Saudi Arabia has spoken. According to an exclusive from the Wall Street Journal Saudi Arabia plans to extend Oil-production cuts. The WSJ reports that Saudi Arabia is averse to a price war with US shale and they aim to keep prices elevated rather than chase market share, sources say. This comes as oil had its best gain in 2 weeks.
The reports shows that Saudi Arabia is keen in keeping the market tight on the belief that they will be rewarded in the future for their fiscal and production sacrifices. The Saudi’s must believe that demand will exceed current damped down expectations. They must expect that this demand increase will allow them to profit from a period of sustained higher prices for longer.
They are also betting that non-OPEC production has some upside limits in the short term even with President Trump’s ‘drill baby drill’ philosophy. In other words, the Saudis are betting that the potential growth that we will see from the President Trump policies will be enough to drive global demand and keep the Kingdom (TADAWUL:4280) of Saudi Arabia fat and happy.
Technically the WTI oil needs a close above $70 a barrel to shake off the ghosts of its bearish past and break out of this trading range of 6650 to 6990.
Last night the American Petroleum Institute seemed to be playing catch up on Gas supply while oil came in line with expectations. The API showed a substantial 4.623-million-barrel increase in gasoline supplies. A lot of that of course with Gasoline going up on the rack ahead of the Thanksgiving Day travel holiday which was supposed to break records but maybe the snow slowed things down a little bit.
On the oil side, they showed a slight increase of 1.232 million barrels and on diesel an increase of 1.014 million barrels.
The gasoline crack spread looks like it’s trying to bottom here. It would usually get a little bit of an uptick on that spread as we get into the month of December.
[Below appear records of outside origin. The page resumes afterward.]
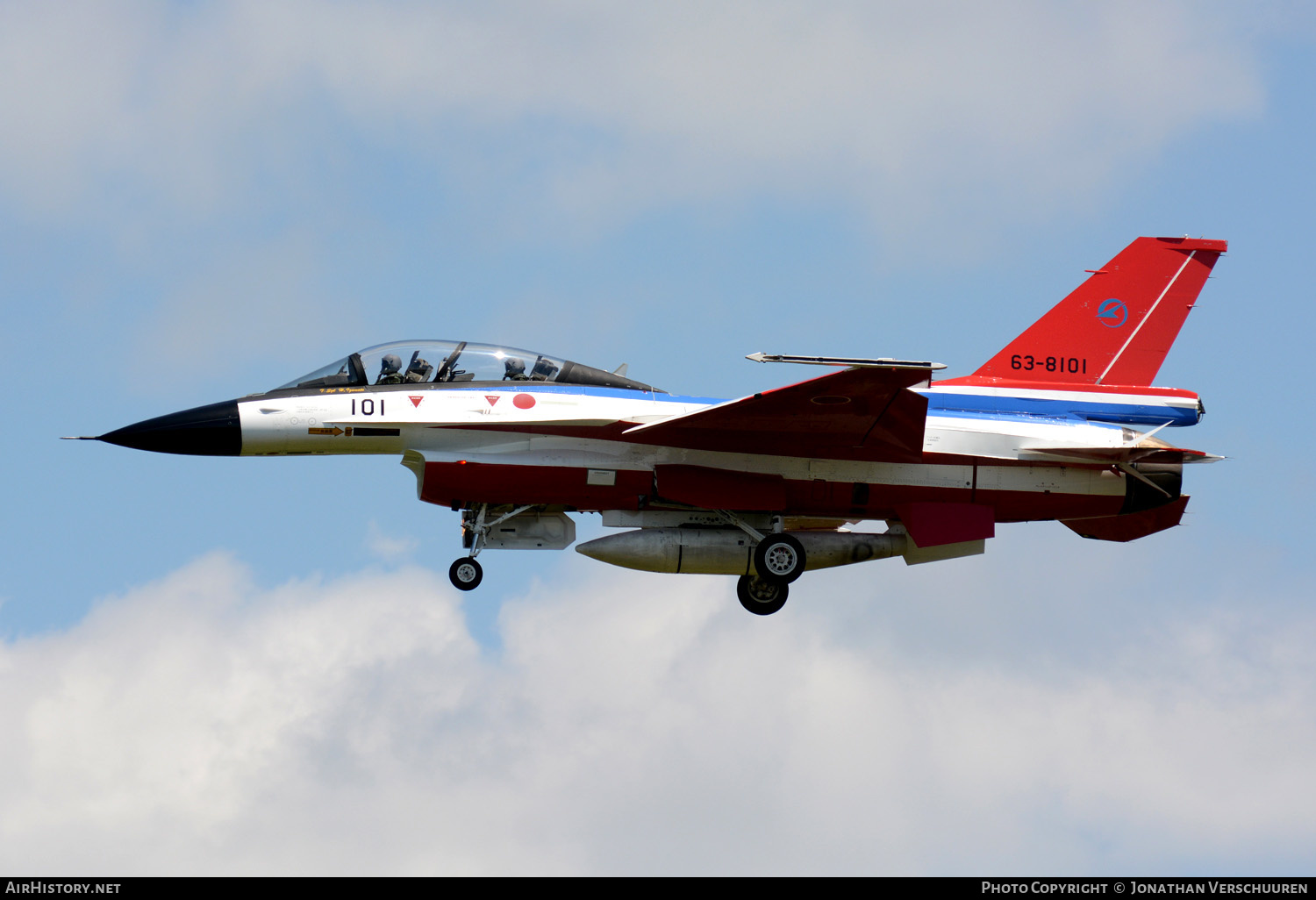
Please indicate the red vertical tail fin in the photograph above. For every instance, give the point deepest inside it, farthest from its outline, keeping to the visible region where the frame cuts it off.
(1118, 325)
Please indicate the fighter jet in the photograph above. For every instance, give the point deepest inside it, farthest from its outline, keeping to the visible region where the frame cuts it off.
(1062, 424)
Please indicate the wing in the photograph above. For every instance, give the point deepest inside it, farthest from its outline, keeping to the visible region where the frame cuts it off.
(858, 413)
(1119, 455)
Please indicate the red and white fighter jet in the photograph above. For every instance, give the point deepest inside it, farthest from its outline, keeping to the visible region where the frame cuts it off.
(1062, 424)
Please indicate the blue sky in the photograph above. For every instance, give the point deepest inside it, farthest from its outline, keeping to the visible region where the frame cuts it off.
(258, 666)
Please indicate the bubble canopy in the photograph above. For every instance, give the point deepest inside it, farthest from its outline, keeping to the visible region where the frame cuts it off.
(453, 362)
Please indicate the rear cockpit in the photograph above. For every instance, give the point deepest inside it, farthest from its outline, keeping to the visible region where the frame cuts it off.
(453, 362)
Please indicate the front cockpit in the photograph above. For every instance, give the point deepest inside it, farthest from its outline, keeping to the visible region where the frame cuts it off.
(453, 362)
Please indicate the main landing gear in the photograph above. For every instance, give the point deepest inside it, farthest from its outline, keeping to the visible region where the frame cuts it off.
(465, 573)
(779, 560)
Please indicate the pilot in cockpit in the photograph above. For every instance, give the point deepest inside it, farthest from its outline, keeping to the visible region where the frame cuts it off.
(418, 370)
(389, 370)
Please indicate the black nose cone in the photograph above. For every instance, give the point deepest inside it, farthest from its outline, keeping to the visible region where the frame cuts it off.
(212, 431)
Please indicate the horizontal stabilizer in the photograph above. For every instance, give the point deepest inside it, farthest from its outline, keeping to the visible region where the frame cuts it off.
(858, 413)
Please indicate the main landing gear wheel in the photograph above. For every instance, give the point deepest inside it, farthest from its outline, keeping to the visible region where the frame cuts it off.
(779, 557)
(465, 574)
(762, 596)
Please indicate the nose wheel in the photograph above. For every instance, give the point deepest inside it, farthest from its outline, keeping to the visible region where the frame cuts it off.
(779, 557)
(762, 596)
(466, 574)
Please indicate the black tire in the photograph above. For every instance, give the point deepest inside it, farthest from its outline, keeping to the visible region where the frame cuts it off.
(779, 557)
(465, 574)
(762, 596)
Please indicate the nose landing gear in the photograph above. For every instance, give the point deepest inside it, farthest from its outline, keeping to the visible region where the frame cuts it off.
(762, 596)
(465, 573)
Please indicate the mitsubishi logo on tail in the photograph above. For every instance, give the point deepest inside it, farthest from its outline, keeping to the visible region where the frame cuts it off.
(1112, 312)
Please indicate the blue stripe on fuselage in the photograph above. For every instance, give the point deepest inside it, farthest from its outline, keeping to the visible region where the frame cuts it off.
(997, 407)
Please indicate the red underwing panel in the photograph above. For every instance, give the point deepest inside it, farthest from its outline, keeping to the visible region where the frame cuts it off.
(718, 489)
(858, 413)
(934, 524)
(1132, 526)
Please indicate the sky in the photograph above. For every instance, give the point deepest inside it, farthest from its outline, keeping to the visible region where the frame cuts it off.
(244, 666)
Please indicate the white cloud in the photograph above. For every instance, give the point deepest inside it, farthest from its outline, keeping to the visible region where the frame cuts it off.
(632, 724)
(602, 110)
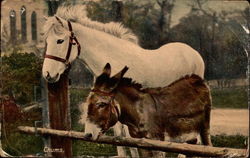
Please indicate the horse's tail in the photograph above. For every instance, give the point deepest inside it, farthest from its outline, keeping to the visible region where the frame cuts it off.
(205, 128)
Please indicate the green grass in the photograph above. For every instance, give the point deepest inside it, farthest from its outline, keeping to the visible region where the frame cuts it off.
(230, 98)
(235, 141)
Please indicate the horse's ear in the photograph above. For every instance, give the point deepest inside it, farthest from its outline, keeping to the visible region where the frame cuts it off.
(120, 74)
(115, 80)
(107, 69)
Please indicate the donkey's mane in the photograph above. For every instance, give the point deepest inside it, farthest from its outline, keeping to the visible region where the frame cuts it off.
(77, 13)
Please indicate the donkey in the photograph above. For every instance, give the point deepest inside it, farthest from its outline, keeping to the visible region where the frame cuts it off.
(165, 113)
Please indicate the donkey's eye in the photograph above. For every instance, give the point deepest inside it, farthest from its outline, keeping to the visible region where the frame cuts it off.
(60, 41)
(101, 105)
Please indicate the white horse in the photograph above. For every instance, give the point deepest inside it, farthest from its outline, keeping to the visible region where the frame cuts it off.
(102, 43)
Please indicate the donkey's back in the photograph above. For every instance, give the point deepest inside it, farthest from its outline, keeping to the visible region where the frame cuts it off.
(184, 107)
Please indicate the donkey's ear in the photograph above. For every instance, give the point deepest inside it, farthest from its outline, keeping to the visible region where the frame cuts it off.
(107, 69)
(120, 74)
(45, 18)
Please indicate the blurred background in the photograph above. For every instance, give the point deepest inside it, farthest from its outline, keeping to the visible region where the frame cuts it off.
(218, 30)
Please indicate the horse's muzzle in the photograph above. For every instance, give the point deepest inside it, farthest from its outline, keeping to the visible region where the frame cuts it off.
(51, 79)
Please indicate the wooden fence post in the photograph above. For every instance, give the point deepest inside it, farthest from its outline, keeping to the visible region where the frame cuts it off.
(59, 116)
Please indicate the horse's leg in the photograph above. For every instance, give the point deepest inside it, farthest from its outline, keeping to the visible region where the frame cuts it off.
(121, 151)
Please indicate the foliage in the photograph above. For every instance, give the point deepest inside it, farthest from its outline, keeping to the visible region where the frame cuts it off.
(237, 141)
(21, 72)
(230, 98)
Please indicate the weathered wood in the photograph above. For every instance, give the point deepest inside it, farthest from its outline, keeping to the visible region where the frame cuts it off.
(188, 149)
(59, 115)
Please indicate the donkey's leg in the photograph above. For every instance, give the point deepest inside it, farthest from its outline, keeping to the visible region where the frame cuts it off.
(121, 151)
(205, 128)
(157, 136)
(133, 151)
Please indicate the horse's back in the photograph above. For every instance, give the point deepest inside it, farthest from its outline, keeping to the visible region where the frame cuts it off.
(175, 60)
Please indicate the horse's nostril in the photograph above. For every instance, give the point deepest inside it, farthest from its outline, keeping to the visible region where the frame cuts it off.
(47, 76)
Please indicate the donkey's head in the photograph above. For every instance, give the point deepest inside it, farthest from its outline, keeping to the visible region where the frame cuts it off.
(102, 110)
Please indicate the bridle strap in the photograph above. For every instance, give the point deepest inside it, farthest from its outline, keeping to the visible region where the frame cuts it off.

They must keep the refiners interested in gasoline.
Wednesday's report will give us confirmation of a bottom or put us back in the tight trading range.
The UK is looking to delay the closing of some nuclear power plants as an early winter and a failure of their wind turbines to create enough electricity has the country thinking twice. Reuters reports that, “EDF will extend the life of four of its British nuclear plants and invest 1.3 billion pounds ($1.64 billion) in its British fleet over 2025-2027, it said on Wednesday, in a boost for the country’s energy security and efforts to meet its climate targets. Britain has a target to decarbonize its electricity sector by 2030 and reduce its reliance on fossil fuel gas power plants which currently provide around a third of its power. Hint – they can’t do that without expanding nuclear)
China is also adding nuclear power to prepare to power their data centers and their country. Bloomberg is reporting that, “China could approve another 100 nuclear reactors over the coming decade, according to an industry lobby group, as the nation turns itself into the world’s biggest operator of atomic power and potentially a major exporter of the technology. Bloomberg writes, “After greenlighting a record 11 reactors so far in 2024, Beijing could commit to a “realistic target” of 10 new approvals each year through 2035, Tian Jiashu, deputy secretary-general of the Chinese Nuclear Society, said at the Bloomberg NEF Summit in Shanghai on Tuesday.
Bloomberg says that, “Such a rate of expansion would see China’s nuclear power capacity almost quadrupling to 200 gigawatts by 2035, enough to meet 10% of electricity demand, Tian said. It could then double to 400 gigawatts by 2060, supplying 16% of total consumption at that point.
Here in the US, President Trump should also look to expand nuclear energy. While he worries about the cost, the benefits over the long run should make it worthwhile. The OECD is bullish on America as they raised the 2024 US growth forecast to 2.8% (2.6% previously), raises 2025 to 2.4% (from 1.6%) sees 2026 at 21%.
I know you don’t feel like it, but the natural gas market is feeling all warm and fuzzy. Natural gas prices are pulling back and there are reports of warmer than normal temperatures coming soon to a city near you.
EBW Analytics reports that, “A hazy pre-Thanksgiving bearish picture for natural gas came into sharper focus with clearer visibility into a mild mid-December weather backdrop and rising supply—crashing the January contract 45.8¢ (-13%) in the past week. Over the next 7-10 days, downside momentum may extend—albeit at a more gradual pace—as gHDDs retreat, modest production freeze-offs return, and Henry Hub spot pricing turns lower. Technical favor sub-$3.00/MMBtu pricing.
At a high level, Lower 48 storage may end the first week of December near 3,800 Bcf, Canadian storage is at a record, production is elevated, and a mild weather outlook lies directly ahead—all pointing in a bearish direction. Still, the first week of December is too soon to call the end of winter—and the market is liable to overreact to any severe cold threat over the next 30-45 days.